As a younger man, however, Pulitzer made his great fortune through nonstop ambition. Although "accuracy, accuracy, accuracy" became his cry at his newspapers, he himself lied at will when it benefited his position. He lied frequently about his age as a teenager in order to get an early start on his career.

His editorial pages regularly blasted the wealthy class, the very people he mingled with and spent winters with at Jekyll Island.

He may have made his money in journalism, but Morris makes clear that Pulitzer's true love was politics. He had the misfortune, however, of being a Democrat in the post-Civil War years when Republicans won the White House every four years. He sought political office himself, both in St. Louis and New York, yet when he was finally elected to Congress, he quickly realized that a congressman had much less power than the publisher of a great newspaper, and he promptly resigned.

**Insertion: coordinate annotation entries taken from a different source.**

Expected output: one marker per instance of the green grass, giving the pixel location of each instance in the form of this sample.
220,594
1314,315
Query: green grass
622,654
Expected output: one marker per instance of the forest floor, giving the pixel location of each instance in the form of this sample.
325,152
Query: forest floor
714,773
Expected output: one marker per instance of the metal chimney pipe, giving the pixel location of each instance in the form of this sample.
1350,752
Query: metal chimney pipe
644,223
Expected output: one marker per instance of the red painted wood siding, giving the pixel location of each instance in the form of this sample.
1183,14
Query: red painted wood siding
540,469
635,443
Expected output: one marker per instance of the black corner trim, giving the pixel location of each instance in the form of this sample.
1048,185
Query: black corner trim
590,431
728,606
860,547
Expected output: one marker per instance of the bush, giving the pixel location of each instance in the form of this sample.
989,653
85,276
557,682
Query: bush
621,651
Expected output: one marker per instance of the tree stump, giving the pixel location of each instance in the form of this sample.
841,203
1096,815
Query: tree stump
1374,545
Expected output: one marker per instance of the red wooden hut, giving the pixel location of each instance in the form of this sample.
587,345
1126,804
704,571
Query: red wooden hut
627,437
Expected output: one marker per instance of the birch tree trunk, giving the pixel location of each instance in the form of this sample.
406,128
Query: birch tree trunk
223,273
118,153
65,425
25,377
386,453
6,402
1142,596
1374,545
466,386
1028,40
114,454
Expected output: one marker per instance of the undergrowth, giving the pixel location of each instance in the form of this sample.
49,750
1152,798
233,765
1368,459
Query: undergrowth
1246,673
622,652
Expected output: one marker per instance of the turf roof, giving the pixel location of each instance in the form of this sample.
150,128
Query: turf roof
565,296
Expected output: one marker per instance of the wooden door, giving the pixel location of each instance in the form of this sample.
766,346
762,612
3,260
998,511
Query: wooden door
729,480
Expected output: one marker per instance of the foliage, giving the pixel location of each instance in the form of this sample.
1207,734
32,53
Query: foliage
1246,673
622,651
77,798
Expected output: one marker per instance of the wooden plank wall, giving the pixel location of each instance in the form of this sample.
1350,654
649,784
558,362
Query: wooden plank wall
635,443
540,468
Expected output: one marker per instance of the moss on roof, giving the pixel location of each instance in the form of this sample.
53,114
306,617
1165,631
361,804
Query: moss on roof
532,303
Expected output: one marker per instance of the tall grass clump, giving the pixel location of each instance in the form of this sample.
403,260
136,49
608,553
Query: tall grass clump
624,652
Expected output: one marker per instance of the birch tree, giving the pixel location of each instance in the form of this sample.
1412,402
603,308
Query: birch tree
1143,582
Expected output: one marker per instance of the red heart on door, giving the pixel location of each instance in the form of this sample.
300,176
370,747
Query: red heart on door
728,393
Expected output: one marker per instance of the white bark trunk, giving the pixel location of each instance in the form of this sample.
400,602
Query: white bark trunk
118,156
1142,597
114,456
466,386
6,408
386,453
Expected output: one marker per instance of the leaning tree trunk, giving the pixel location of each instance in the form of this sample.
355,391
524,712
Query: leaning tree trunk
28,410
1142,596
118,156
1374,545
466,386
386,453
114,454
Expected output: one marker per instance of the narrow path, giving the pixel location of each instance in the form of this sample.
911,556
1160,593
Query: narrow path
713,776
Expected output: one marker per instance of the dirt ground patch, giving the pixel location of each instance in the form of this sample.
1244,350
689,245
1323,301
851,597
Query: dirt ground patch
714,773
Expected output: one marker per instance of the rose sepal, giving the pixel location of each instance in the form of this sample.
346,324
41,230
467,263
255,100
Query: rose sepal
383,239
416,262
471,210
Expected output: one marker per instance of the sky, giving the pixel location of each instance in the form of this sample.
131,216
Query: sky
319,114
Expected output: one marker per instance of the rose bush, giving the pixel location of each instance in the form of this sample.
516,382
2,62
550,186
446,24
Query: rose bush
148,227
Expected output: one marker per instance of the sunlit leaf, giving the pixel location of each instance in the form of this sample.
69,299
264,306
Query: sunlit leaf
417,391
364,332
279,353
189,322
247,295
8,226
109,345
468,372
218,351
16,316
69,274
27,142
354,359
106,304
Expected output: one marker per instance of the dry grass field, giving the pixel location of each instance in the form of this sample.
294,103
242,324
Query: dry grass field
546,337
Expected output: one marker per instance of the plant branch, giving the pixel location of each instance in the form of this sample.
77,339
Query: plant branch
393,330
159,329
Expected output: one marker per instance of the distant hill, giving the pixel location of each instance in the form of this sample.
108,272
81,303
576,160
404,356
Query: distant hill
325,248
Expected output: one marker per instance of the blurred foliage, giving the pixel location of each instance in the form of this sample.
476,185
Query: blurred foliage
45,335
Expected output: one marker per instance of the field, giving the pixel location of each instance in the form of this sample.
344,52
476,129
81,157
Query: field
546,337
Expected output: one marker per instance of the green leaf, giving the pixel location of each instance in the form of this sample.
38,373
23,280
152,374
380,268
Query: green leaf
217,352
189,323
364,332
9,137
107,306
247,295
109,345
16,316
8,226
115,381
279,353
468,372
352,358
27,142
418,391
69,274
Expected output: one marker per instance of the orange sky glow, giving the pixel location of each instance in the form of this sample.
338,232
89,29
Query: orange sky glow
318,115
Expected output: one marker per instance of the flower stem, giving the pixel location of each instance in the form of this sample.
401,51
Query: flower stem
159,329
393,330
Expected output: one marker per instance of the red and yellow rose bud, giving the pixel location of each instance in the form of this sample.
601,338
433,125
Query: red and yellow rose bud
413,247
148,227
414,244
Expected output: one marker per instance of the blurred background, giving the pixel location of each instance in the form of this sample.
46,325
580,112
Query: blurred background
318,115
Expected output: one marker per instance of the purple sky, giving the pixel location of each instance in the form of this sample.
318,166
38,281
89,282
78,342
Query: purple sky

Another dark side to his personality came through his treatment of his younger brother. He regarded Albert as a hated rival, perhaps even more hated than William Randolph Hearst. While Joseph owned the thriving New York World, Albert owned the New York Morning Journal, which was not as successful yet was still too successful for his big brother. He once hired away Albert's entire staff.

Joseph Pulitzer may have been a great man. He just wasn't a very good man.

Friday, January 2, 2026

Breaking the rules

Peter Heller

"I'll try," Beckett lied.

Peter Heller, Burn

I have a few pet peeves when I am reading fiction, and one of these is illustrated in the brief line above from Peter Heller's novel Burn.

Back in the 1960s when I attended Ohio University, I took several creative writing classes. Among the lessons remembered from those classes are these two:

1. It is better to show than to tell.

2. Avoid such phrases as "he boasted," "he implied," "he questioned," "he proclaimed," etc. There may be many words that indicate speech, but it is best to stick with "said." Ordinarily a fiction writer should avoid using the same word too often, but in this case using "said" again and again works best because the word becomes virtually invisible. It does the job without calling attention to itself. Again, you should show, not tell.

Heller, like so many writers, violates both of these rules with the word lied. To be fair, the above line comes near the end of the novel, and the author lacks much opportunity to demonstrate that Beckett is lying. Yet there must still be other ways to avoid telling us outright that Beckett is lying:

"Beckett said with an obvious lack of sincerity." "Beckett said in a distracted manner." "Beckett said. though Jess didn't believe him" "Becket said, putting up a brave front." "Beckett said without conviction."

Heller, in my view, could have revealed Beckett's lie in a more sophisticated manner than simply telling his readers that he is lying.